Although the ICER results are quite similar to other studies, their meaning is different when examined in Africa. While trastuzumab can be considered as cost-effective in HICs [5, 21, 42‐44, 48], this is not the case in LMICs. ICER results in HICs were close or below the suggested threshold by WHO, one GDP per capita, as can be seen in Table 6, while the calculated ICERs in Africa were significantly higher than one GDP per capita for each examined country.

This study has several limitations. Since no clinical trials were performed in Africa, there was a lack of information regarding the efficacy of the drug in the population in this area. Therefore, for this analysis it was assumed that the findings from the performed clinical trials are relevant in Africa as well. Additionally, although the median age of patients in the HERA trial was 49, we used a different age (45) in our model under the assumption that the reported hazard ratio and the transition probabilities depend on disease progression rather than the age. Furthermore, as indicated by previous literature [30], 45 years old is more representative of the general population of patients in sub-Saharan Africa. Another limitation concerns the omission of heart failure from the model. Although heart failure is reversible and is not associated with increased mortality it may have a mild effect on quality of life estimates. However, since the incidence is very low [27, 28], we excluded it as it would have only a very minor impact on the results of the model. Moreover, given that the gap between the current results and the cost-effectiveness threshold is very large, it can be assumed that the inclusion of heart failure will not change the results significantly. Moreover, as stated before, the transition probabilities were based on the HERA trial, which was conducted in HICs. These probabilities were used due to lack of trials performed in sub-Saharan Africa. Therefore, it can be assumed that in reality these probabilities would be a bit different due to differences between health care systems in HICs and sub-Saharan Africa. Furthermore, not all the countries in Africa provide trastuzumab due to its high price. There is a significant lack of price transparency globally. Hence, the prices for all examined countries were merely estimated. Lastly, since we concluded trastuzumab is not cost-effective in the current setting (12 months treatment), further research concerning a recently suggested treatment duration (6/9 months treatment/9 weeks) [24, 49] needs to be further investigated and maybe adopted in sub-Saharan Africa.

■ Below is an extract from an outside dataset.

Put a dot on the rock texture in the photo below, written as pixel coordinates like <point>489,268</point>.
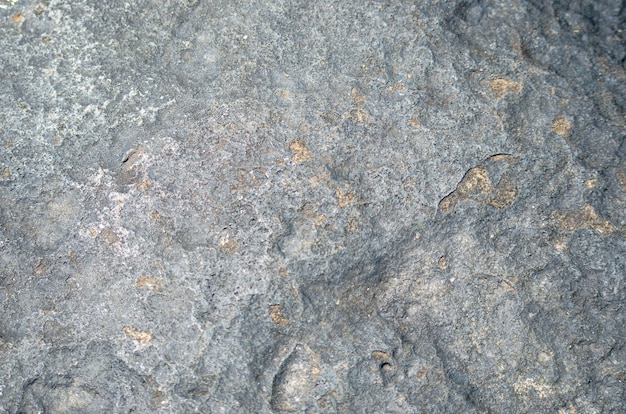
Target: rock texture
<point>312,206</point>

Africa is facing a major public health challenge from non-communicable diseases. Even though infectious diseases are still a major concern in Africa, the overall disease burden proportion in Africa associated with cancer is rising. It was predicted that by 2030, this region will experience an increase of more than 85% cancer burden [50]. One way to improve the current state in Africa is to make cancer drugs more accessible and affordable. Major improvements in the health system and cancer awareness are also crucial.

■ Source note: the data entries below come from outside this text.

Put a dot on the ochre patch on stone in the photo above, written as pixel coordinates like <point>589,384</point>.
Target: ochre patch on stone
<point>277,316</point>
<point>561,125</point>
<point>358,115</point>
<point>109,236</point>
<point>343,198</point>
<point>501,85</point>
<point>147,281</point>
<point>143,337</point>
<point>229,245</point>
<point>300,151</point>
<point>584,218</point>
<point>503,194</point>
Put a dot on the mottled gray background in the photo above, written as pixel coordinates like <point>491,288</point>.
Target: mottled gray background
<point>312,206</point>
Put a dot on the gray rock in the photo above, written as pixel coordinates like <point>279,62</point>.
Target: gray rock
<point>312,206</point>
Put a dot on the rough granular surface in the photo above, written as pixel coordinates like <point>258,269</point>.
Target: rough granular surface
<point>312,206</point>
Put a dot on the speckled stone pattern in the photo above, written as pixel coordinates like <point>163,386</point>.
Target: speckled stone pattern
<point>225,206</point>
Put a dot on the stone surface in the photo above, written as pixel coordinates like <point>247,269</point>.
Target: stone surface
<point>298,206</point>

In this work we calculate the expected ICER gained by using trastuzumab in sub-Sahara Africa, and compare it to the threshold recommended by the WHO. Although the ICER results are quite similar to other studies, their meaning is different when examined in sub-Sahara Africa. While a trastuzumab can be considered as cost-effective in HICs, this is not the case in LMICs. ICER results in HICs were close or below the suggested threshold by WHO, one GDP per capita, while the calculated ICERs in Africa were significantly higher than one GDP per capita for each examined country.

Despite several limitations of our study, it seems that a significant reduction in trastuzumab’s price (compared to its price in HICs) would be required in order for it to be cost-effective in sub-Sahara Africa.